Some who have undergone colonoscopy say they were much less bothered by the procedure than they expected. In fact, many are barely aware of it, because modern sedating and anesthetic drugs rapidly induce sleep or near-sleep and just as rapidly reverse it with few aftereffects (though some experience nausea). "We try to make the procedure itself as pleasant and painless as possible," says Mt. Auburn's Clough.

It's actually the preparation for either a colonoscopy or a sigmoidoscopy that most patients find annoying. To cleanse the intestine, you're required to eat lightly two days before a procedure. The day before the procedure, you are only allowed certain liquids and no food. In addition, you must take an oral laxative and use a suppository laxative just before the procedure in order to cleanse the colon so that any small polyps can be spotted.

In a more aggressive preparation that some doctors believe works better, you have to drink a gallon of salty fluid that washes you out stem to stern.

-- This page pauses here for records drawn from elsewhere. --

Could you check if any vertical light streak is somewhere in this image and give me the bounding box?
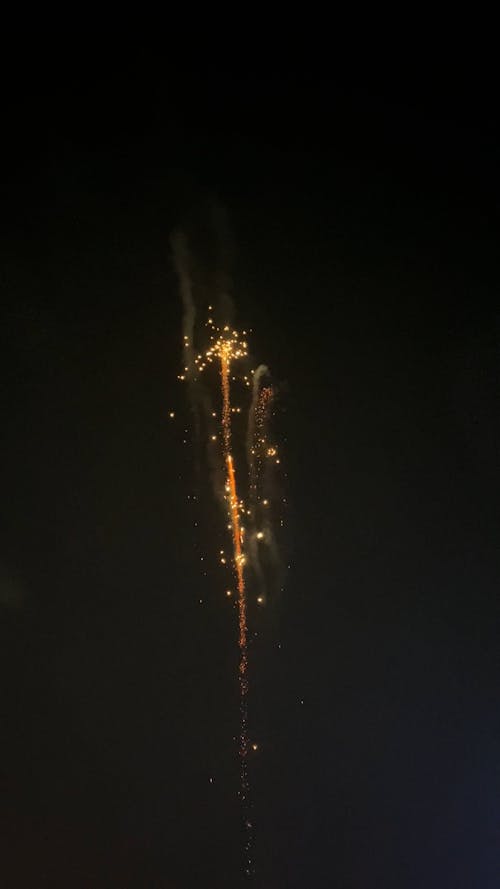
[220,346,252,873]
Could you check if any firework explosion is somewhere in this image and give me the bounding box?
[171,236,283,876]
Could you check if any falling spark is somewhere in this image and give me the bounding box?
[170,231,286,876]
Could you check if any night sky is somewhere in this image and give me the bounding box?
[0,73,500,889]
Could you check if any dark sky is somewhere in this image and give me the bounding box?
[0,72,500,889]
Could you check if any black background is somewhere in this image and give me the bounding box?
[0,71,500,889]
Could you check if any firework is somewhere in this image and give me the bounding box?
[172,237,279,875]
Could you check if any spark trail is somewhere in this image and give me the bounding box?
[170,234,285,877]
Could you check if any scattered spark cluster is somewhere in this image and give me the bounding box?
[169,232,283,876]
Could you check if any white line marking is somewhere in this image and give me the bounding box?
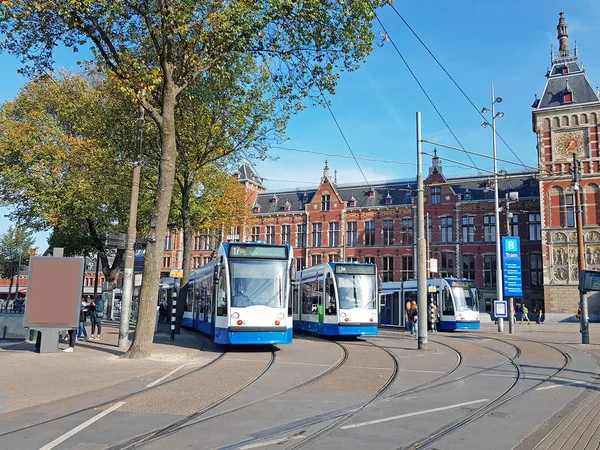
[400,369,446,373]
[240,436,304,450]
[146,364,187,387]
[40,402,125,450]
[341,398,488,430]
[536,380,590,391]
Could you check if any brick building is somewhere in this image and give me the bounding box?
[532,12,600,320]
[239,156,543,312]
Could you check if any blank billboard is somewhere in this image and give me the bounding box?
[23,257,83,329]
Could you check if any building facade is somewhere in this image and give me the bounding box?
[532,12,600,320]
[244,156,543,312]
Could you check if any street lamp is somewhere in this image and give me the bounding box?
[481,81,504,332]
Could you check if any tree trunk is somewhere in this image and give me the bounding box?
[175,177,193,333]
[122,79,177,359]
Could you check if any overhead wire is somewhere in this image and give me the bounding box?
[390,4,525,169]
[373,10,481,175]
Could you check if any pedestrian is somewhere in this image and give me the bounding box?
[521,305,531,325]
[63,328,77,353]
[77,298,88,339]
[88,298,104,341]
[410,301,419,339]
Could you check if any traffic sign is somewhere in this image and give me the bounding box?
[502,236,523,297]
[494,300,508,317]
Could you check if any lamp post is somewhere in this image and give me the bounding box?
[481,81,504,333]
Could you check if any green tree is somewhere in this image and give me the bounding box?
[0,0,387,357]
[0,72,153,288]
[0,226,35,310]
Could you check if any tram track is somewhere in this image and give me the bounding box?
[396,336,571,450]
[0,337,221,438]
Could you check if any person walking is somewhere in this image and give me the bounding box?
[88,299,104,341]
[404,300,413,336]
[63,328,77,353]
[521,305,531,325]
[410,301,419,339]
[77,298,88,339]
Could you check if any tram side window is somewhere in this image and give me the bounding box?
[325,278,337,316]
[404,291,417,307]
[442,288,454,316]
[217,265,227,316]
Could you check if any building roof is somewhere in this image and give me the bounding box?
[532,12,600,110]
[254,172,539,214]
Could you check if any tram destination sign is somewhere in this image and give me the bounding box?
[579,270,600,292]
[335,264,376,275]
[229,244,288,259]
[502,236,523,297]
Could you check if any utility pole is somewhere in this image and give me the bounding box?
[506,192,518,334]
[571,153,590,344]
[119,91,145,348]
[417,112,427,350]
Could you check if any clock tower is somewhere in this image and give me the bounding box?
[536,12,600,321]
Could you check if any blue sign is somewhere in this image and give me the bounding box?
[502,236,523,297]
[494,300,508,317]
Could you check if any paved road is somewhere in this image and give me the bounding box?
[0,324,600,450]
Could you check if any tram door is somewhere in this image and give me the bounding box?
[379,292,404,326]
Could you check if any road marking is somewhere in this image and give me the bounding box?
[536,379,590,391]
[240,436,304,450]
[40,402,125,450]
[341,398,489,430]
[146,364,187,387]
[400,369,446,373]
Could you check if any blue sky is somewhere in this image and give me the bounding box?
[0,0,600,249]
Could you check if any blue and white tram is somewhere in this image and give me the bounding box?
[380,278,480,330]
[293,263,378,336]
[183,242,294,344]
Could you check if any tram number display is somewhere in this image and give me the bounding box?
[450,280,475,288]
[335,264,376,275]
[229,245,288,259]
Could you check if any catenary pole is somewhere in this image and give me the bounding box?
[119,92,144,348]
[572,153,590,344]
[492,81,504,333]
[417,112,427,350]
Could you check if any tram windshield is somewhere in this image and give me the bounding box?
[229,259,287,308]
[336,275,376,309]
[452,286,479,311]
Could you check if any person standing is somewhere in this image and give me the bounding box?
[410,301,419,339]
[404,300,413,336]
[77,298,88,339]
[88,299,104,341]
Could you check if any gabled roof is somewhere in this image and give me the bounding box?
[255,172,539,214]
[234,161,263,186]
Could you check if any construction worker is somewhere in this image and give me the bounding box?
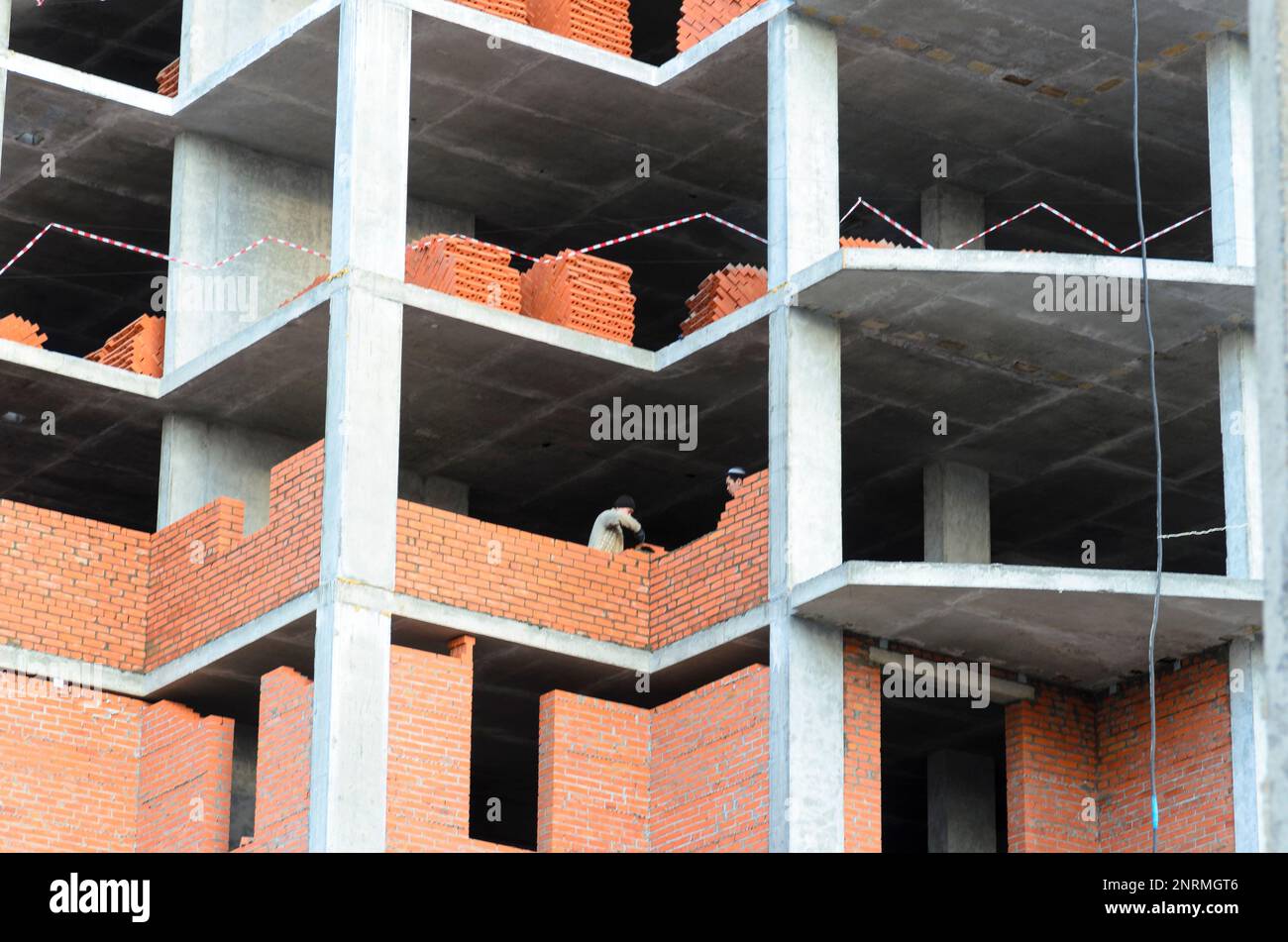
[725,468,747,496]
[588,494,644,554]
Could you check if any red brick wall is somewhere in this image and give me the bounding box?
[649,664,769,853]
[385,638,474,851]
[136,700,233,853]
[0,500,150,671]
[396,500,649,647]
[1098,651,1234,853]
[649,471,769,647]
[537,689,649,853]
[0,675,145,852]
[537,664,769,852]
[239,667,313,853]
[147,442,323,670]
[1006,684,1098,853]
[844,634,881,853]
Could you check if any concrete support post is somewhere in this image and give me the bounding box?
[922,462,993,563]
[1207,32,1257,265]
[1231,637,1266,853]
[921,182,987,249]
[309,0,411,851]
[1218,330,1265,579]
[0,0,13,179]
[926,749,997,853]
[769,10,845,852]
[1248,3,1288,852]
[769,10,841,287]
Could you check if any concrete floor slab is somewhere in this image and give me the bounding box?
[793,563,1262,689]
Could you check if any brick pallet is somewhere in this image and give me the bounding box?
[528,0,631,55]
[406,234,522,314]
[455,0,528,23]
[522,251,635,344]
[677,0,764,52]
[85,314,164,375]
[0,314,49,348]
[158,59,179,98]
[680,265,769,337]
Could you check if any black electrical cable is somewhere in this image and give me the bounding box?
[1130,0,1163,853]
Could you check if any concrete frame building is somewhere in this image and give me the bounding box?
[0,0,1288,852]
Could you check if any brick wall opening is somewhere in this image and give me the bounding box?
[881,696,1006,853]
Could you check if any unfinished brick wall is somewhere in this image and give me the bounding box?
[0,675,233,853]
[844,634,881,853]
[147,442,323,670]
[395,500,649,647]
[237,667,313,853]
[1096,650,1234,853]
[649,664,769,853]
[537,664,769,852]
[0,500,150,671]
[537,689,651,853]
[1006,684,1098,853]
[1006,653,1234,852]
[649,471,769,647]
[136,700,233,853]
[0,676,146,853]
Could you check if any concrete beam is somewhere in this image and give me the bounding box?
[921,182,987,249]
[179,0,313,94]
[1248,3,1288,852]
[768,10,841,282]
[1207,32,1257,265]
[922,461,993,563]
[309,0,411,851]
[1218,330,1265,579]
[926,749,997,853]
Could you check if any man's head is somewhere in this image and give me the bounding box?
[725,468,747,496]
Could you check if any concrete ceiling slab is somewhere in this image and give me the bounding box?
[793,563,1261,689]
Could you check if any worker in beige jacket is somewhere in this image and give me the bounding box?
[588,494,644,554]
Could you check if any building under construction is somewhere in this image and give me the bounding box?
[0,0,1288,852]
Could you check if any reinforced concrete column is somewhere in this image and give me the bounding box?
[1248,1,1288,852]
[0,0,13,179]
[1231,636,1266,853]
[1218,330,1265,579]
[922,461,993,563]
[921,182,987,249]
[309,0,411,851]
[769,12,845,852]
[1207,32,1257,265]
[926,751,997,853]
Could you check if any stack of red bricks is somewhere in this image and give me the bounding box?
[456,0,528,23]
[0,314,49,348]
[677,0,764,52]
[407,234,522,314]
[680,265,769,337]
[841,238,903,249]
[528,0,631,55]
[523,251,635,344]
[158,59,179,98]
[85,314,164,375]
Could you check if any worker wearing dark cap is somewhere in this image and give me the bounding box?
[725,468,747,496]
[588,494,644,554]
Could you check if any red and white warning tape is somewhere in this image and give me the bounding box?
[0,223,327,275]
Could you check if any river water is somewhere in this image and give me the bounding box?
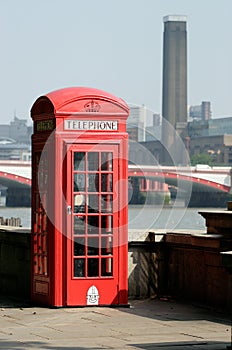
[0,205,223,230]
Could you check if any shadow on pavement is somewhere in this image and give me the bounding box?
[121,299,231,329]
[0,339,99,350]
[131,341,229,350]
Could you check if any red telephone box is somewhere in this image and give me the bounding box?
[31,87,129,307]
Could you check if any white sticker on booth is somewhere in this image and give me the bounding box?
[86,286,100,305]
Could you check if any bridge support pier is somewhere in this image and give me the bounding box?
[6,187,31,207]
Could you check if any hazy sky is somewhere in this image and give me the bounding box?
[0,0,232,123]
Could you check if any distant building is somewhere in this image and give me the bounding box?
[127,105,153,142]
[189,101,212,121]
[0,137,31,161]
[190,134,232,165]
[0,117,32,144]
[162,15,187,164]
[188,117,232,139]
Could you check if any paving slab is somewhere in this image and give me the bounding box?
[0,296,231,350]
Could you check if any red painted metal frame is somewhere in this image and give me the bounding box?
[31,88,129,307]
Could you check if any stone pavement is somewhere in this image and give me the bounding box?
[0,297,231,350]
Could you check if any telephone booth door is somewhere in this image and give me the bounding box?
[66,143,119,305]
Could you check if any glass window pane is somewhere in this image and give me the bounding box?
[74,259,85,277]
[73,237,85,256]
[74,215,86,235]
[101,174,112,192]
[88,173,99,192]
[101,236,113,255]
[87,237,99,255]
[73,174,85,192]
[88,215,99,234]
[88,152,99,171]
[101,194,113,213]
[101,258,113,276]
[101,215,113,234]
[88,258,99,277]
[74,152,85,171]
[74,194,86,213]
[101,152,113,171]
[88,194,99,213]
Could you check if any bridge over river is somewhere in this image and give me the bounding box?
[0,160,231,206]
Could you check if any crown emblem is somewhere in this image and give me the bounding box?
[84,100,101,112]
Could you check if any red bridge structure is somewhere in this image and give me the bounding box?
[0,160,231,207]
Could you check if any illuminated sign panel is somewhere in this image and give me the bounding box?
[64,119,118,131]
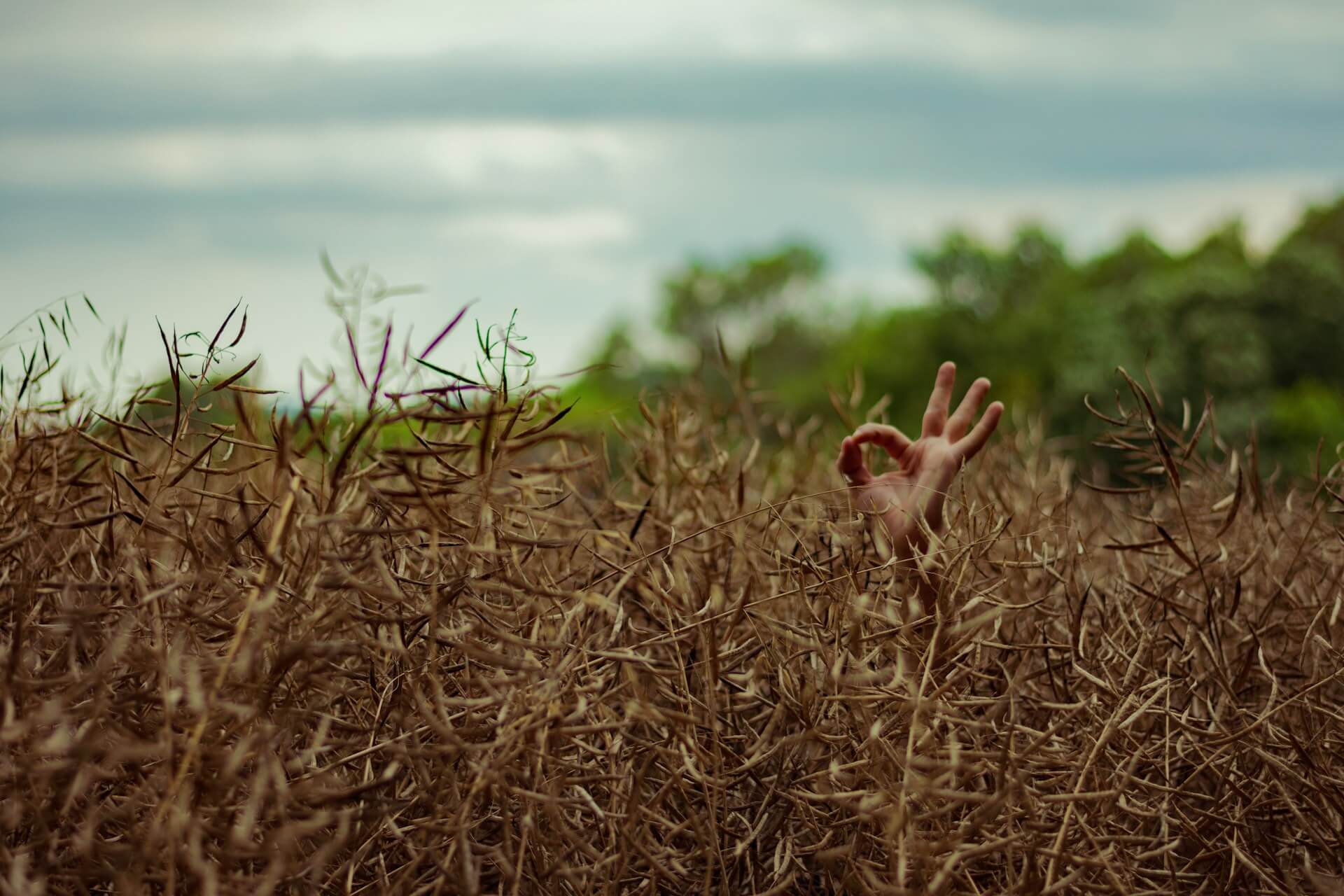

Medicare covers sigmoidoscopy and colonoscopy, the latter as a followup to an initial screening test with positive results. A bill is pending in Congress that would direct Medicare to pay for colonoscopy as a screening test itself.

Some private insurers will cover screening colonoscopies; it depends on the specific contract.

It may be an annoyance, but colonoscopy is such a successful screening tool - more effective than PSA (prostate-specific antigen) testing for prostate cancer or mammography for breast cancer - that it's well worth the trouble. And, just think: If nothing abnormal is found, you won't need one for another 10 years.